The famous hedge fund manager Michael Burry expressed an opinion that was at best contradictory on Monday (15). When talking about the cryptocurrency market, Burry called it “the biggest bubble I’ve ever seen.” However, the manager claims that he does not go short, that is, he does not bet against the market.

“I have never opened any short positions in any cryptocurrency. This is the third bubble I face in the market and it’s the biggest one. During this period I learned a thing or two. 30-year treasury bonds on the other hand…” said Burry.

Burry rose to fame in 2008 after predicting the unfolding financial crisis. He even put the capital of his manager, Scion Asset Management, at risk because of his analyses. However, Burry proved right and managed to make money after the crisis broke out. His character was one of the protagonists of the movie A Grande Aposta, in which he was played by actor Christian Bale.
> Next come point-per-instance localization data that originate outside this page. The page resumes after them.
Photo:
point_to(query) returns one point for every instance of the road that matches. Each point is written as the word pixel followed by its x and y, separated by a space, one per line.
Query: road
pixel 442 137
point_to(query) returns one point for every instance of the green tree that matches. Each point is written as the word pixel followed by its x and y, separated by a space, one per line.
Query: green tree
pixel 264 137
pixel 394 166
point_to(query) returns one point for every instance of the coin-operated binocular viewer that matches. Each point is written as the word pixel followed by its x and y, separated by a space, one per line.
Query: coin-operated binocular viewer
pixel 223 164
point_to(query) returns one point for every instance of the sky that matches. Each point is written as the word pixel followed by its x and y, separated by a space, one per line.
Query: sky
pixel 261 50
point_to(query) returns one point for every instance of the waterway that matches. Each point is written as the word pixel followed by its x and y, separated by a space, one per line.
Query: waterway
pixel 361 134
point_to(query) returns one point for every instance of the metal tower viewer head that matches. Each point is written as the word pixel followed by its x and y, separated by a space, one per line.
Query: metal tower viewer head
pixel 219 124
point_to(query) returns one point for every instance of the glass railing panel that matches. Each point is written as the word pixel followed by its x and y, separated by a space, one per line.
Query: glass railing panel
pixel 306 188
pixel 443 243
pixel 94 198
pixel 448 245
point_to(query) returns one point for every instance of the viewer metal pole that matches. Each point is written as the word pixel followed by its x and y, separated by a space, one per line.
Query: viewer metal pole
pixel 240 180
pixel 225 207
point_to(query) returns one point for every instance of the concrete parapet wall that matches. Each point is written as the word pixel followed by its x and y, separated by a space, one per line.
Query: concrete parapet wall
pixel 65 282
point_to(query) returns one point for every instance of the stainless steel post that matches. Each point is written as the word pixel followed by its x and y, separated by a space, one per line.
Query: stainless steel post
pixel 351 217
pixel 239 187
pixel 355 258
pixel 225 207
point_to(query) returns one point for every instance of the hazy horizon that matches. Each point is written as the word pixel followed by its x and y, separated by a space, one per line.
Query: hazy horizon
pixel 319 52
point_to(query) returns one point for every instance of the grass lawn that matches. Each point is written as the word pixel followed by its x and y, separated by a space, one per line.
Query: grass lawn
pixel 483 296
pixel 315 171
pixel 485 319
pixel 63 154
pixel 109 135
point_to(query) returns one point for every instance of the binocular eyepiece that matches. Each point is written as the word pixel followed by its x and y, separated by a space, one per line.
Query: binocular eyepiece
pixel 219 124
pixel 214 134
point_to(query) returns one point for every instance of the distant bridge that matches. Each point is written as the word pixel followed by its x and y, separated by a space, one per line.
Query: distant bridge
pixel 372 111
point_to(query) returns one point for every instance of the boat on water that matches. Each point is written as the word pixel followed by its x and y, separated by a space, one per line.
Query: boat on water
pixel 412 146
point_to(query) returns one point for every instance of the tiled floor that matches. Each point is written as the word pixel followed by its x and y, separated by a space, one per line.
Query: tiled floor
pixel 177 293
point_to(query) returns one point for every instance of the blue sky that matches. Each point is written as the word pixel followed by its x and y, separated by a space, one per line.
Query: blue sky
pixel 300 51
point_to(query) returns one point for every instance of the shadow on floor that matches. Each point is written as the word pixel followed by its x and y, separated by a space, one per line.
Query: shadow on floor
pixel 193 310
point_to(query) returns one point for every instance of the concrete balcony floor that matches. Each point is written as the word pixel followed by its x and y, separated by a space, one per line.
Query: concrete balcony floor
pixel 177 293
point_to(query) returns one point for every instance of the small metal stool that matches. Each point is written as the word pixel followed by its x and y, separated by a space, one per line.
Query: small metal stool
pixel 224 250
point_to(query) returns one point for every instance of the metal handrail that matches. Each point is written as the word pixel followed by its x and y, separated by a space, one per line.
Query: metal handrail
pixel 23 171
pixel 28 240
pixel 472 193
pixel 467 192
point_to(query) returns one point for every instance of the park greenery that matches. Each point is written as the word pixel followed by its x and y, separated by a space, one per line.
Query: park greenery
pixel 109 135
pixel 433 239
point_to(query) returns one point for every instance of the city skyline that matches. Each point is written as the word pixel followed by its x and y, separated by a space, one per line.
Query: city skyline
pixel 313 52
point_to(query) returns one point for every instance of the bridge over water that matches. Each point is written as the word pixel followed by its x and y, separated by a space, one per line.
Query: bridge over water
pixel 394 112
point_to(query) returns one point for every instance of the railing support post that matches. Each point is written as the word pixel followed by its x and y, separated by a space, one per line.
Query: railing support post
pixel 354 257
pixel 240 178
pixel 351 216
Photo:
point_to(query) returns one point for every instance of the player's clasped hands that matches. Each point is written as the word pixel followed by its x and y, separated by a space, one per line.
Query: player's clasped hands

Volatility makes it difficult to bet against

But why does Burry classify cryptocurrencies as a bubble and not bet against the market? After all, if he’s right, the manager can repeat the big bet (no pun intended) he made in 2008 and make a lot of money. The problem, in Burry’s view, is that he doesn’t understand how to value this market himself.

“How can you short a cryptocurrency? Do I need to offer a guarantee? Is there a small discount? Can the position be squeezed (experience a sudden increase in price)? In such highly volatile situations, I’m tempted to think it’s best not to go short. But I’m thinking out loud here,” wrote Burry.

In other words, even though Burry believes he has fundamentals to bet against the market, he understands that the strong volatility can make this bet take a long time to be paid. In this sense, it seems that the manager is seeking to avoid the problems his fund faced before the outbreak of the 2008 crisis.

At the time, Scion nearly lost the capital of all of its customers, who considered Burry’s bets “crazy.” The funds faced a series of slumps that caused customers to place orders for withdrawals almost daily.

This was the second time Burry had warned of a large bubble. The first alert came in October, when he alerted not just to cryptocurrencies, but to the entire market. In Burry’s view, the next financial meltdown will be the “mother of all crises.”

Manager reveals portfolio of short positions

If Burry doesn’t go short against cryptocurrencies, other markets aren’t viewed with the same caution. The Zerohedge portal revealed a number of positions that Burry revealed before hiding his Twitter account.

The manager’s official profile (@michaeljburry) is eventually deactivated and then returned to active. Burry treats his portfolio in the same way, revealing and occasionally hiding his bets. The last time he revealed his investments was two quarters ago, and bets included inflation and even Tesla.

Burry even bought US$ 534 million in put options from Elon Musk’s company, which corresponded to just over 800,000 options against the company. This was Burry’s highest position in the first quarter.

Also notable was Burry’s aggressive positioning in inflation-backed securities. Also in February, Burry warned that the United States could experience something akin to the hyperinflation of the Weimar Republic, which wrecked Germany’s economy in the 1920s.